Il problema numero uno è non far saltare la Grecia. Il problema numero due viene subito dopo, anzi, ha la stessa importanza del primo: l’Eurozona deve avere una gamba politica. Deve coordinare e decidere in quanto tale. Due esempi semplicissimi: la legge finanziaria nazionale va prima discussa e confrontata a Bruxelles, poi va discussa e approvata nei parlamento nazionali; Eurostat deve avere il potere di verifica dei conti di ogni paese. Che si tratti di aspetti nevralgici della sovranità nazionale è indubbio, ma ciò non rende questa prospettiva meno necessaria. L’attuale ‘governance’ europea fa acqua da tutte le parti, sostanzialmente non c’è o quasi (a parte le rampogne sui deficit pubblici quando è troppo tardi), basti pensare che sono stati necessari tre mesi per mettersi d’accordo sugli aiuti alla Grecia entrata in crisi tre mesi prima, con gli effetti che sono sotto gli occhi di tutti. Ora sembra che la crisi greca e soprattutto il braccio di ferro in corso tra governi/banche centrali e mercati finanziari stia accelerando un processo di unificazione delle politiche economiche quantomeno nell’Eurozona: non sappiamo ancora come, con quale quadro legale, nascerà la seconda gamba dell’unione monetaria, ma è certo che nascerà. Quantomeno nascerà qualcosa di simile.
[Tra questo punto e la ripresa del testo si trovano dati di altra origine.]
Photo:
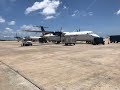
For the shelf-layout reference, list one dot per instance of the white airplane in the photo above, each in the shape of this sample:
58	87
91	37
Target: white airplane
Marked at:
58	36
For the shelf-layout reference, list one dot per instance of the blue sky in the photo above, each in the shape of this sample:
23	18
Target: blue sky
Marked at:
100	16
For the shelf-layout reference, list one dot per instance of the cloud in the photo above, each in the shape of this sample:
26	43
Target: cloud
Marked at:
49	17
2	20
65	7
11	23
47	7
12	0
118	12
90	13
73	15
8	30
76	12
28	27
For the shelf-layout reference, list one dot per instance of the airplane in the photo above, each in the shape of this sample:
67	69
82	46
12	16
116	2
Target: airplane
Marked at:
58	36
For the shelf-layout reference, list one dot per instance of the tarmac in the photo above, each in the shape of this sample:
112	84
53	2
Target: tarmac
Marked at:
59	67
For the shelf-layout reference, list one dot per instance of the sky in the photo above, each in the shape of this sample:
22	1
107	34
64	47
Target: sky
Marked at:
100	16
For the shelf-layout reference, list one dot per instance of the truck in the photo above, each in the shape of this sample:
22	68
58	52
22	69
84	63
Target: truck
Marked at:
114	38
98	40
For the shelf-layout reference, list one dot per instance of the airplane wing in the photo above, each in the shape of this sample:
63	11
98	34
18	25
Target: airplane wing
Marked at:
38	31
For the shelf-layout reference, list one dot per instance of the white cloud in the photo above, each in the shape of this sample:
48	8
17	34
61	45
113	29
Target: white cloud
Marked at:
90	13
76	12
73	14
11	23
49	17
65	7
29	27
8	30
48	7
2	20
118	12
12	0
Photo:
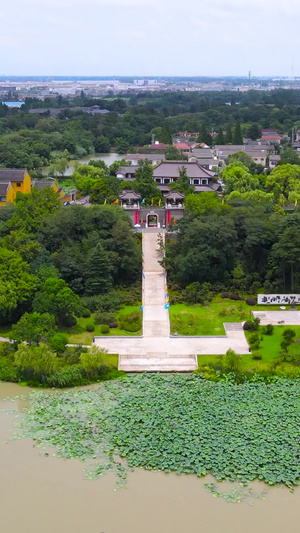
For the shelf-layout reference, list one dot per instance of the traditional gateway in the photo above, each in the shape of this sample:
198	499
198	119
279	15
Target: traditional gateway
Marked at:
278	299
164	174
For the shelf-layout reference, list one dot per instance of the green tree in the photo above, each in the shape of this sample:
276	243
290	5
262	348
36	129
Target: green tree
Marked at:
122	145
203	204
39	358
182	184
129	262
220	139
172	154
232	361
286	251
204	136
237	178
237	135
56	298
34	328
58	342
102	144
289	157
59	167
17	285
32	209
93	359
228	136
98	277
254	131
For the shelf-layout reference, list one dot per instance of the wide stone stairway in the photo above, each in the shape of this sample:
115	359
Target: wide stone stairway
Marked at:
156	350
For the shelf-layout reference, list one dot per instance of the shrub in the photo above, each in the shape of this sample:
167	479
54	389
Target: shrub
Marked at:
131	323
254	341
104	318
234	296
67	377
58	342
268	329
251	301
225	295
257	357
69	321
252	324
93	359
232	361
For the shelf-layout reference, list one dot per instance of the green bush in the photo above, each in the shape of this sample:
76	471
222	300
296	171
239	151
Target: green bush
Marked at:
69	321
104	318
186	323
254	341
131	323
268	329
252	324
68	377
58	342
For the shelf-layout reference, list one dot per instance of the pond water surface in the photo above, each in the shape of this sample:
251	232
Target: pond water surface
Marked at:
40	494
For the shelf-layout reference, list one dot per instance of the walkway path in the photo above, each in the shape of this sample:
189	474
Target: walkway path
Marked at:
156	350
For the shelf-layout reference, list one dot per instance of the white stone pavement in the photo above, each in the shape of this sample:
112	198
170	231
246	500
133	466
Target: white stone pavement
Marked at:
287	318
156	350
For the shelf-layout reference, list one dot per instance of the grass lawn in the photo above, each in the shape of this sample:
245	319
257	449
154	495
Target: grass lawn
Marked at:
79	335
269	351
5	331
199	320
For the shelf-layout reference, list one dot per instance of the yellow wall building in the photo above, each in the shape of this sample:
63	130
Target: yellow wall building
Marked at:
13	181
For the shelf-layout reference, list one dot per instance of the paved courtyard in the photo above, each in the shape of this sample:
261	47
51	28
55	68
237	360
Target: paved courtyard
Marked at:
156	350
288	318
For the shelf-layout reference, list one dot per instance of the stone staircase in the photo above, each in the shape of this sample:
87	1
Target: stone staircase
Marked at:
158	362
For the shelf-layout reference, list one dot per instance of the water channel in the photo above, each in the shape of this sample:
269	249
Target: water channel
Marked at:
40	494
109	159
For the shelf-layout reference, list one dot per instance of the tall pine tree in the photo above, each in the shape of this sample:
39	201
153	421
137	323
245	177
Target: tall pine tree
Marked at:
204	136
220	139
228	136
98	278
237	136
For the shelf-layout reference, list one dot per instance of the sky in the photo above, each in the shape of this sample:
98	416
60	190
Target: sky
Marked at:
150	37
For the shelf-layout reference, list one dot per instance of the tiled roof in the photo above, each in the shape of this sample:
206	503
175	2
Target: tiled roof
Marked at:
207	188
170	169
12	174
150	157
158	146
3	188
129	195
174	195
181	146
41	184
130	169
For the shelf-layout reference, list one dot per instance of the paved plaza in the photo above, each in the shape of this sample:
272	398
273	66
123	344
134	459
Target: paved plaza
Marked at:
287	318
156	350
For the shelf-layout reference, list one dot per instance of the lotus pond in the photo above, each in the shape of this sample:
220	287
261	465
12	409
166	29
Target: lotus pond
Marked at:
174	423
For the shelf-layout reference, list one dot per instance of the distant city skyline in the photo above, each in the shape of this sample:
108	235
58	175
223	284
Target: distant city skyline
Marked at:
150	38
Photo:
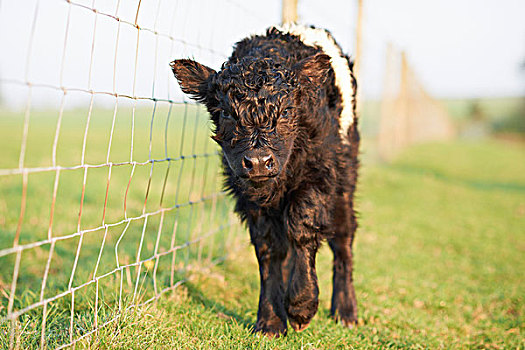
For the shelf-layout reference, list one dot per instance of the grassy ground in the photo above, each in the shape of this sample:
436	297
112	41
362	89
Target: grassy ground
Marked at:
439	264
439	252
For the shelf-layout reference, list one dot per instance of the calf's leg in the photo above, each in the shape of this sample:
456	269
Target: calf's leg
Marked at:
301	300
271	315
344	305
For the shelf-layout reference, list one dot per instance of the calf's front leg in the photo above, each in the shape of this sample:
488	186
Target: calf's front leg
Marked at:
306	219
270	250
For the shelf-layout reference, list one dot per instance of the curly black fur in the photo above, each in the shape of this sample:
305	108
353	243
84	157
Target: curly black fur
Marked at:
276	111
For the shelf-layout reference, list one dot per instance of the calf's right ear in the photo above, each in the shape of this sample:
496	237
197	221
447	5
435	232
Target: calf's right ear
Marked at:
192	77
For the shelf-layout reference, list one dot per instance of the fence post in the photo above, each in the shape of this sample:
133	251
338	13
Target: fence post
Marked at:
289	11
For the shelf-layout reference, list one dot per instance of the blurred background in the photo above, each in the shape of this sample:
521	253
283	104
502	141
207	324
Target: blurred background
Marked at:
108	177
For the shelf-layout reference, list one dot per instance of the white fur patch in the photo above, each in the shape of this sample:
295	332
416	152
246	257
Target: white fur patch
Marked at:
343	77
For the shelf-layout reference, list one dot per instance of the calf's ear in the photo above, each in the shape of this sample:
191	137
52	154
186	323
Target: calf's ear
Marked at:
313	69
192	77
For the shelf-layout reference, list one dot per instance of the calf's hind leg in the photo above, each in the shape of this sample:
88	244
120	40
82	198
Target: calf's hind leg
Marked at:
344	305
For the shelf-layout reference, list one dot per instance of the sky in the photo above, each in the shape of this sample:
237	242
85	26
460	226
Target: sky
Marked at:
458	49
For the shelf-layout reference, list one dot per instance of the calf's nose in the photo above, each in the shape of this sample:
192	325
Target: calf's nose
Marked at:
259	165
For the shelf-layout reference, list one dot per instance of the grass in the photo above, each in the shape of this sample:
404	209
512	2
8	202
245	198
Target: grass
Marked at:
439	264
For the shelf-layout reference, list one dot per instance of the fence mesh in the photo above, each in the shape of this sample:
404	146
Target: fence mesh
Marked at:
107	207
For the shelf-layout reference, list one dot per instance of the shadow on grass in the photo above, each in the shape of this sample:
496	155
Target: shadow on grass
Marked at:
196	295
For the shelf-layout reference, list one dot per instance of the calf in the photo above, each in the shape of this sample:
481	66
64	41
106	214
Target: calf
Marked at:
283	108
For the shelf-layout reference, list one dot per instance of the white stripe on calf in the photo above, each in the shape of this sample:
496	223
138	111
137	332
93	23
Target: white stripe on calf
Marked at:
343	77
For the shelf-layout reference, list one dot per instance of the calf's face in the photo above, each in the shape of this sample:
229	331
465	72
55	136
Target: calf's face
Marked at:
255	105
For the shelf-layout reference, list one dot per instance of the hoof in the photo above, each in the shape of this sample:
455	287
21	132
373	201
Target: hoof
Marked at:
298	327
348	322
270	331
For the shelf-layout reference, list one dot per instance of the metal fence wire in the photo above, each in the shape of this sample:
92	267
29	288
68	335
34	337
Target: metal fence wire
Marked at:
107	207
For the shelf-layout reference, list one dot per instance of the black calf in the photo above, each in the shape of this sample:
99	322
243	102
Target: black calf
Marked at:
283	107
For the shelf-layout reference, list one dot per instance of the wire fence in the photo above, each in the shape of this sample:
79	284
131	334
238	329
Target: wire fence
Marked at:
105	208
409	115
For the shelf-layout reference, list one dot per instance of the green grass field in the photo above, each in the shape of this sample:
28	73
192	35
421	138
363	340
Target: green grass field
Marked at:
439	255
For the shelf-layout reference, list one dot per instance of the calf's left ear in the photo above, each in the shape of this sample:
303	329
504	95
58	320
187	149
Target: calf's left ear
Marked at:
313	69
193	77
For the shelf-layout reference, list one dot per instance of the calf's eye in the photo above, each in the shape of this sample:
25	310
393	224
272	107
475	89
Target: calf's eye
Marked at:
225	116
285	113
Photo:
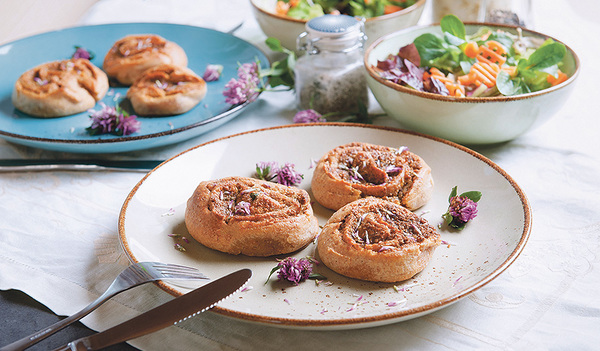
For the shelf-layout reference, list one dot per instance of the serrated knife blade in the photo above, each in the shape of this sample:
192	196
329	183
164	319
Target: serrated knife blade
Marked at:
167	314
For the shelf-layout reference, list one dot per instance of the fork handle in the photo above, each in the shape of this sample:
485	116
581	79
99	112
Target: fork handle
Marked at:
40	335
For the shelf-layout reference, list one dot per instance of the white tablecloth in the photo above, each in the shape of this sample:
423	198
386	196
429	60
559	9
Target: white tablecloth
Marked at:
58	230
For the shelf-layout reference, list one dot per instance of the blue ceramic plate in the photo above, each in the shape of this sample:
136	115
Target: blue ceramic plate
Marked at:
203	46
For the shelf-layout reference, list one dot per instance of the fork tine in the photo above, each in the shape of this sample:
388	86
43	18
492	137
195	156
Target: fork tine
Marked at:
179	272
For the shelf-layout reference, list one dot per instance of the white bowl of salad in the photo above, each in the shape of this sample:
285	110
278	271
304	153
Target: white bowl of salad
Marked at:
473	83
286	19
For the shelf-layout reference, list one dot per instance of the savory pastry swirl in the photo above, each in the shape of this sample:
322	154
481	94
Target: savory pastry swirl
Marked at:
166	90
60	88
133	54
248	216
357	170
377	240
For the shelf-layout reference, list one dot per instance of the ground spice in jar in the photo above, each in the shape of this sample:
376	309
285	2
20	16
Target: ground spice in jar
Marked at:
330	77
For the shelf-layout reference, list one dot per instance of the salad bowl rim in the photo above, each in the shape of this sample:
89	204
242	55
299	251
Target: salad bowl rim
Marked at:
415	6
467	99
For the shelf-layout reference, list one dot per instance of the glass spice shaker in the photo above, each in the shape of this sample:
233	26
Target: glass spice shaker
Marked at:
330	75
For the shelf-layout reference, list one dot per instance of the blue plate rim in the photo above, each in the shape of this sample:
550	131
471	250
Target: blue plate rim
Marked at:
234	110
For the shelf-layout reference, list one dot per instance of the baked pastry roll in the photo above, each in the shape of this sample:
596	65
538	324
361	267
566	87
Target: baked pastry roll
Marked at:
60	88
239	215
132	55
377	240
357	170
166	90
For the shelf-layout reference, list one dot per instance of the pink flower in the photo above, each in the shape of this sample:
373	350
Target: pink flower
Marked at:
212	73
294	270
287	175
246	87
308	116
462	209
82	53
112	120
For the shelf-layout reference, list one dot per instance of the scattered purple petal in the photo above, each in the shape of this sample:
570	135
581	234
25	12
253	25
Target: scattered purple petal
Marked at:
242	208
396	303
287	175
308	116
81	53
212	73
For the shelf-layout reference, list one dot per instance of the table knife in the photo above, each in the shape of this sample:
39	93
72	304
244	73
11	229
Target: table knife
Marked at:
170	313
20	165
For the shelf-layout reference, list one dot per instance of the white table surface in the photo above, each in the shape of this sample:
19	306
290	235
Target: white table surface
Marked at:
59	244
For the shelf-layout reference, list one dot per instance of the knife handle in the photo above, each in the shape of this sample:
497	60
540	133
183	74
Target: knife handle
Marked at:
75	345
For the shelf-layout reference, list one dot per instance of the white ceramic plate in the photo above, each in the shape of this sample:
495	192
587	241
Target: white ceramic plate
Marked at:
486	247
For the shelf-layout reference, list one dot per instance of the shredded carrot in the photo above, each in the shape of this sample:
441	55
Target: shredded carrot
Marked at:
487	55
387	9
471	49
454	89
557	80
282	8
496	47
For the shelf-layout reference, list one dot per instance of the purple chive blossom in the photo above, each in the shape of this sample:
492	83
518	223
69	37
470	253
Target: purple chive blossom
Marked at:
294	270
287	175
266	170
390	170
82	53
212	73
308	116
245	88
161	85
40	81
242	208
462	209
112	120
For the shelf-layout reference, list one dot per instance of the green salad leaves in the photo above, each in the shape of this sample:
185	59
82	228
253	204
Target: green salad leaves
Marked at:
520	65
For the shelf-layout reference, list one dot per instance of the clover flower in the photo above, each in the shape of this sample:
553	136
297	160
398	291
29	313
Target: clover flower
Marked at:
462	208
266	170
112	120
212	73
292	270
308	116
287	175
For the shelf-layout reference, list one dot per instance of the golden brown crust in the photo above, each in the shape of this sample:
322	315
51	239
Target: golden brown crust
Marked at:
60	88
130	56
239	215
166	90
377	240
357	170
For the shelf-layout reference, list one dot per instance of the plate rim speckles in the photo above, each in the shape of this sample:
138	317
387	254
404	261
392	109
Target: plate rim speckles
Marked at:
514	197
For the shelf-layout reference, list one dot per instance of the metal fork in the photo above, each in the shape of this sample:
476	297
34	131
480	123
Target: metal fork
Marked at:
134	275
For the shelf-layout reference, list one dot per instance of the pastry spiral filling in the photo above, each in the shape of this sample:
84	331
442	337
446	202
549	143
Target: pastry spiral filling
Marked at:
135	45
168	80
374	164
255	201
381	228
51	77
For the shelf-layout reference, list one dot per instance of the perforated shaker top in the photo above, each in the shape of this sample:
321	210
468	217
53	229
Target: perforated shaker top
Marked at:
335	32
332	25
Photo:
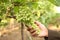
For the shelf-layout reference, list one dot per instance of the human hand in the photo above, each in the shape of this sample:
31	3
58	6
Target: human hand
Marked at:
43	33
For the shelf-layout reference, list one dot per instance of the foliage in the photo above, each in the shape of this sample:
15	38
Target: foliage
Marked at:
27	11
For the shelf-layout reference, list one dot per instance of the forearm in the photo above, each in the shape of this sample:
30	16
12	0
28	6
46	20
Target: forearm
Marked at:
53	35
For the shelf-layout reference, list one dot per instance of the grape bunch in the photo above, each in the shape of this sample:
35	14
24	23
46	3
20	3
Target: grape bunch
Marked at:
28	15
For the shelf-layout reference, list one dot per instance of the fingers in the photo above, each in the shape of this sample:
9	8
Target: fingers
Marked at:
41	26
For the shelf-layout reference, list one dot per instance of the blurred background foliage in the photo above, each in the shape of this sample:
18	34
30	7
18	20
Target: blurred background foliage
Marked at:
44	10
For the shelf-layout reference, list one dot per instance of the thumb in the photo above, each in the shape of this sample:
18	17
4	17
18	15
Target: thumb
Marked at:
41	26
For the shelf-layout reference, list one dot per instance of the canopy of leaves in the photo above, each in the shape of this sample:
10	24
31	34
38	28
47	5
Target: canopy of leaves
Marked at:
28	10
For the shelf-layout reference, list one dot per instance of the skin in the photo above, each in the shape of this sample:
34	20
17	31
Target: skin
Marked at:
43	33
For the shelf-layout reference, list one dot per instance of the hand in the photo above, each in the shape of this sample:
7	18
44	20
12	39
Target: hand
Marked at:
43	33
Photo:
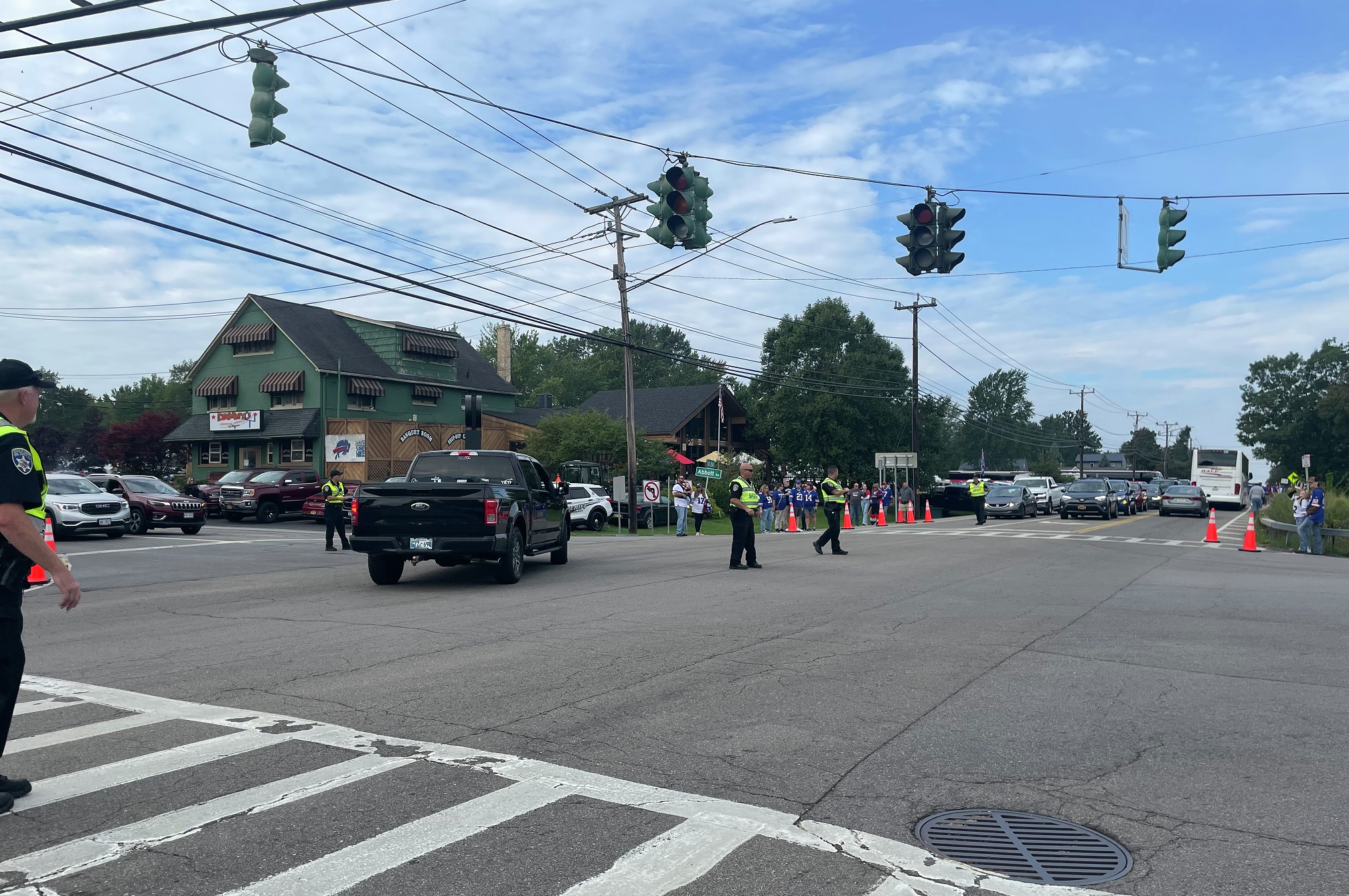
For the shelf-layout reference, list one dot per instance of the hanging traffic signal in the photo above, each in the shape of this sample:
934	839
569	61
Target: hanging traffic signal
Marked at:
947	236
673	208
922	239
1167	238
262	128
Di certo le tensioni di questi giorni hanno fatto fare alla cancelliera tedesca Angel Merkel un passo importante (a parte il via libera ai prestiti): Berlino ha riconosciuto per la prima volta ufficialmente che non va soltanto rafforzata la sorveglianza sui bilanci pubblici (e questo lo vuole da tempo), ma che tale sorveglianza sovranazionale va allargata "alle questioni strutturali e di competitività e agli squilibri" economici dell’area. Fino a ieri, ciò veniva negato, veniva considerato un pericoloso grimaldello per ‘processare’ la Germania che, realizzando enormi surplus esterni, tarpa le ali alla domanda interna dell’Eurozona. Inoltre Berlino sembra aver riposto l’ascia dell’esclusione dei paesi lassisti dalla zona euro. Mercoledì 12 maggio la Commissione europea presenterà le proposte per stringere le procedure di vigilanza sui bilanci pubblici, avere sanzioni più certe ai paesi che persistono a non rispettare gli impegni di consolidamento sia sul deficit che sul debito (fino alla sospensione dei fondi Ue), un meccanismo di prevenzione e soluzione delle crisi finanziarie che colpiscono gli stati membri. La sintonia con quanto indicato dalla coppia di ferro Sarkozy-Merkel sembra totale. L’Italia ci sta, così Belgio, Austria, Lussemburgo. I paesi del fronte più caldo, Spagna, Portogallo e Grecia oggi non chiedono altro. A parole. Importante è fare presto.